Further, “almost 60 per cent of patients on dialysis” have to travel more than 50 km to access HD, and “nearly a quarter lived >100 km away from the facility” (Jha et. al, 2019). Indeed, this results in increased costs and loss of wages thereby making it difficult for economically weaker patients to access dialysis. Researchers like Vivekananda Kha note that the National Dialysis Program 2016, that envisaged setting up an eight-station dialysis facility in all 688 districts of the country to provide HD to poor patients would be inadequate.

“If patients were dialyzed twice a week (which is commonly done in India), only about 50,000 new patients (representing about a third of the current requirement) would be accommodated under this program, even without future growth.” To be fair, the “Criteria of urgent listing” lays down the first principle for urgent listing as follows: “In case of kidney transplant, urgent list is basically for a patient who no longer has dialysis access and thus cannot be maintained on dialysis”. In practice, however, this criteria is not adhered to owing to capacity issues and lack of access to even reach HD stations for poor patients.

In a report titled, “Dedicated teams, cost, facilities — why pvt hospitals do over 75% of organ transplants in India”, Abantika Ghosh observes that “help from the Prime Minister’s National Relief Fund is available to people from economically weaker sections, usually with the proviso that the patient or family would arrange part of the funds.”

Further, “organ recipients also have to be on immunosuppressive drugs for the rest of their lives, and that can cost anything between Rs 10,00 and Rs 15,000” and this can again be prohibitively expensive for the poor.

The national-level minimum wage is around Rs 178 per day, which works out to Rs 4628 per month assuming 26 days of work. Finally, the allocation algorithm defining the criteria for urgent listing seems biased in favour of private hospitals. Who gets the kidney depends on whether they and their deceased donor belong to a private or a government hospital. The algorithm is as follows: 1. Kidney retrieved from a government hospital will be allocated as follows:

  • First patients listed in Government ONLY hospitals list, then
  • Patients listed out of combined government and private hospital list, then
  • Patient listed out of private ONLY hospital list 2. Kidney retrieved from a private hospital will be allocated as follows:
  • First patients listed in private hospitals list, then
  • Patients listed out of combined government and private hospital list, then
  • Patient listed out of government hospital list

If kidneys retrieved from donors from private hospitals are allocated on priority to patients listed in private hospitals, it creates an equity deficit too. In a country where most hospitals are in cities, and most deceased donors are to be found in private hospitals, the economically better off patients who more often tend to be registered through private hospitals than government hospitals have an unfair advantage.

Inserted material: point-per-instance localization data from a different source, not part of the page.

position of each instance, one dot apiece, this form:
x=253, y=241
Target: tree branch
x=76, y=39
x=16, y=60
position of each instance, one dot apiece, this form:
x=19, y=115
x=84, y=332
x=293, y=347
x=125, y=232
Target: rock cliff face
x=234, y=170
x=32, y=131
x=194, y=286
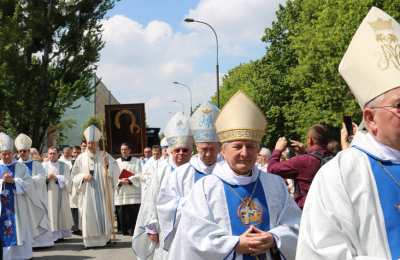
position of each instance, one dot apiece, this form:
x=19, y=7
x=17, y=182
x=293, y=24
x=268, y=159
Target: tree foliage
x=297, y=83
x=48, y=55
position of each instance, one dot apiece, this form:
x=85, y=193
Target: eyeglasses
x=182, y=150
x=395, y=106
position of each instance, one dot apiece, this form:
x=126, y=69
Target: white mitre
x=92, y=134
x=23, y=142
x=164, y=142
x=6, y=142
x=202, y=123
x=371, y=64
x=178, y=131
x=240, y=119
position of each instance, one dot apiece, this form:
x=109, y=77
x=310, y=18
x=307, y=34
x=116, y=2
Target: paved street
x=72, y=249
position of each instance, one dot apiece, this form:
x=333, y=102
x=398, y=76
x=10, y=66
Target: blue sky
x=148, y=46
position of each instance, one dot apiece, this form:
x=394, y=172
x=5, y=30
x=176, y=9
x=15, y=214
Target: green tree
x=239, y=78
x=297, y=83
x=48, y=55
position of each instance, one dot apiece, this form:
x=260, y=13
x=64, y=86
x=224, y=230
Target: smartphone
x=349, y=124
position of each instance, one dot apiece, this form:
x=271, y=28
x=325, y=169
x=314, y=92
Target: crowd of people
x=210, y=191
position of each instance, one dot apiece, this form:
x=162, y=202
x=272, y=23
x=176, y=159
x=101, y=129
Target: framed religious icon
x=125, y=123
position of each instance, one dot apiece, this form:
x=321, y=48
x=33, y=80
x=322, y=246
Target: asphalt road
x=72, y=249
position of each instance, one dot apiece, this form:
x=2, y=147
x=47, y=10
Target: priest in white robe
x=352, y=210
x=145, y=241
x=128, y=190
x=174, y=189
x=18, y=225
x=95, y=174
x=238, y=211
x=44, y=237
x=150, y=168
x=59, y=185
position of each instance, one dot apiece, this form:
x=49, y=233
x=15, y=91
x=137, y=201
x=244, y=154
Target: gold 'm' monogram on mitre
x=206, y=110
x=389, y=43
x=381, y=24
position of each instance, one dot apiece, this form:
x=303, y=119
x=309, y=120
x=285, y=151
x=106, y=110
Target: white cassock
x=58, y=199
x=173, y=192
x=352, y=210
x=95, y=198
x=147, y=221
x=148, y=170
x=129, y=194
x=72, y=203
x=29, y=218
x=210, y=219
x=38, y=174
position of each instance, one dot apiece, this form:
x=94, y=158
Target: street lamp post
x=190, y=93
x=191, y=20
x=178, y=102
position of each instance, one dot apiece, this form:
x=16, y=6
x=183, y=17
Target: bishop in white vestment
x=238, y=211
x=145, y=241
x=59, y=184
x=352, y=210
x=44, y=237
x=18, y=225
x=174, y=190
x=95, y=174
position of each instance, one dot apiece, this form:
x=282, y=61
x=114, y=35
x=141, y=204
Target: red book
x=125, y=174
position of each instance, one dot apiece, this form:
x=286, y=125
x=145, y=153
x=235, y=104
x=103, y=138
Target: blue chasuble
x=245, y=210
x=389, y=197
x=8, y=227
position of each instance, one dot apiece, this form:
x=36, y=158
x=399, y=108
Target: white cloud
x=140, y=62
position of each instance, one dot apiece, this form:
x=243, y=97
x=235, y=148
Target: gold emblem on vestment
x=250, y=212
x=389, y=42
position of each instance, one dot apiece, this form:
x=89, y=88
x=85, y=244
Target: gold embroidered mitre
x=371, y=64
x=23, y=142
x=240, y=119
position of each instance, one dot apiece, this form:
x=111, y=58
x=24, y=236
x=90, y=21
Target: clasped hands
x=8, y=178
x=255, y=242
x=51, y=176
x=124, y=181
x=87, y=177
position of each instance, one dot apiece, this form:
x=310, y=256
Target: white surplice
x=173, y=192
x=148, y=170
x=72, y=203
x=45, y=236
x=58, y=199
x=95, y=198
x=342, y=217
x=29, y=217
x=204, y=231
x=126, y=194
x=147, y=222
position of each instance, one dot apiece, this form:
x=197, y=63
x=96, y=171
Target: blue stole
x=8, y=229
x=30, y=167
x=389, y=197
x=242, y=216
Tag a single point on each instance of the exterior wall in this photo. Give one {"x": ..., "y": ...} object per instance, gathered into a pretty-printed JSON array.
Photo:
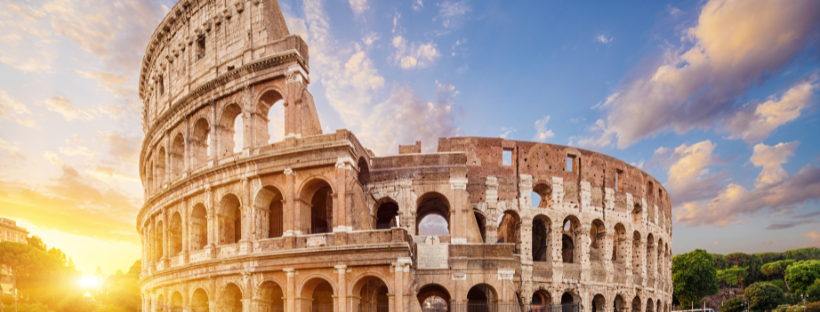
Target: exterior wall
[{"x": 210, "y": 226}]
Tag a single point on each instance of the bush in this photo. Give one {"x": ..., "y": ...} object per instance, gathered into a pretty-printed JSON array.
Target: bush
[{"x": 732, "y": 305}]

For example, according to a recent (May 2022) report by Sumitra Debroy, in Mumbai “Barely 2% of cadaver organ donations in the city have been facilitated by public hospitals in the past five and a half years”. Tweaking the algorithm in favour of government hospitals is perhaps the more equitable and just alternative given the Indian context.

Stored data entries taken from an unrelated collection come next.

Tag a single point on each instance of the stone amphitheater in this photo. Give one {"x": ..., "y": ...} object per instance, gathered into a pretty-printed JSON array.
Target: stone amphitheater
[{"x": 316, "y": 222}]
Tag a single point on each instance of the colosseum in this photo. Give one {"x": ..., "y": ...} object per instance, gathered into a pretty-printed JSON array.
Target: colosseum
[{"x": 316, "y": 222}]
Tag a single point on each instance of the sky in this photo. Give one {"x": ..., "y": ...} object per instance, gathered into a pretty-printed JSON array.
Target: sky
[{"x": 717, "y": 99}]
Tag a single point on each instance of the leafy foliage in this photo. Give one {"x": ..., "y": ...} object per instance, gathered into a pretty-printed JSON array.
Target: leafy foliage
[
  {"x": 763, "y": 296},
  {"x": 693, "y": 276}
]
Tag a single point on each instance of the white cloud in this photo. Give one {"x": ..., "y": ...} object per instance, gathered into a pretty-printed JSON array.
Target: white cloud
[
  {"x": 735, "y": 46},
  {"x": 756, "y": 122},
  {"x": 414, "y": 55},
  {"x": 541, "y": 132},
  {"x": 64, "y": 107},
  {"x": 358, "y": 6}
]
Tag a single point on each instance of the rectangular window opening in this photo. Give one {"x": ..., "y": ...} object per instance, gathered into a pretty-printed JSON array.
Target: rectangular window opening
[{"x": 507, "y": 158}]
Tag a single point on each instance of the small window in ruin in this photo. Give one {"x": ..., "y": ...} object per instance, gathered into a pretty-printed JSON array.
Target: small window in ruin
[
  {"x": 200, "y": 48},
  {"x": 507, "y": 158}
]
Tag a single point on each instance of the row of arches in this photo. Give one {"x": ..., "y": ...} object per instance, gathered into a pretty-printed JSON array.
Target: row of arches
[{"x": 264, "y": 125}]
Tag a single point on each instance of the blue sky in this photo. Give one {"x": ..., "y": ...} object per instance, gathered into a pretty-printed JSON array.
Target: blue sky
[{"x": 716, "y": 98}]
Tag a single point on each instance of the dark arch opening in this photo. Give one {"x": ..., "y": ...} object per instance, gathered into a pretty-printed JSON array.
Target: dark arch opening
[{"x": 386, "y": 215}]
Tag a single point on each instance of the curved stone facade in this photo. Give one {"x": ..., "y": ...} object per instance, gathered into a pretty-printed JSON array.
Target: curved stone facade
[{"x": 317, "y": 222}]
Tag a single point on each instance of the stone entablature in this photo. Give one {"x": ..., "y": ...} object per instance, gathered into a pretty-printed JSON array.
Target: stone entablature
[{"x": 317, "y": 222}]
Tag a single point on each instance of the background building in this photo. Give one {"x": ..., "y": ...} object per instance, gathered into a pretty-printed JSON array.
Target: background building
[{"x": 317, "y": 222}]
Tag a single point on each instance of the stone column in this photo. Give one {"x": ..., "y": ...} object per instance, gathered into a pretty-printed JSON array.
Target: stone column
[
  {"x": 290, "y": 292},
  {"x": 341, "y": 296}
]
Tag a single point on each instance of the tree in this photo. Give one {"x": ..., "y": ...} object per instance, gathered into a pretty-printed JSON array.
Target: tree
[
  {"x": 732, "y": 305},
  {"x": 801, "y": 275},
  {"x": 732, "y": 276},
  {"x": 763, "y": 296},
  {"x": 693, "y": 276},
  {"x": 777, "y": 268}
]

Further, it is always and evermore important to generally increase access to HD centres and other health facilities in rural areas. Another effective way to address the problem of access and equity is wider adoption of government-sponsored health insurance schemes in southern states such as such as Tamil Nadu, Kerala, Puducherry, Karnataka, Andhra Pradesh, and Telangana which have ensured that “tertiary care hospitals provide maintenance hemodialysis, transplantation and follow-up either at very subsidized rate or free of cost and hence they cater to the lower socio-economic sections of the society.” Lottery systems, ethical-marketbased approaches, and ethical screenings of committee decisions have long been debated and offer interesting elements of thinking about making organ donation and transplants more equitable.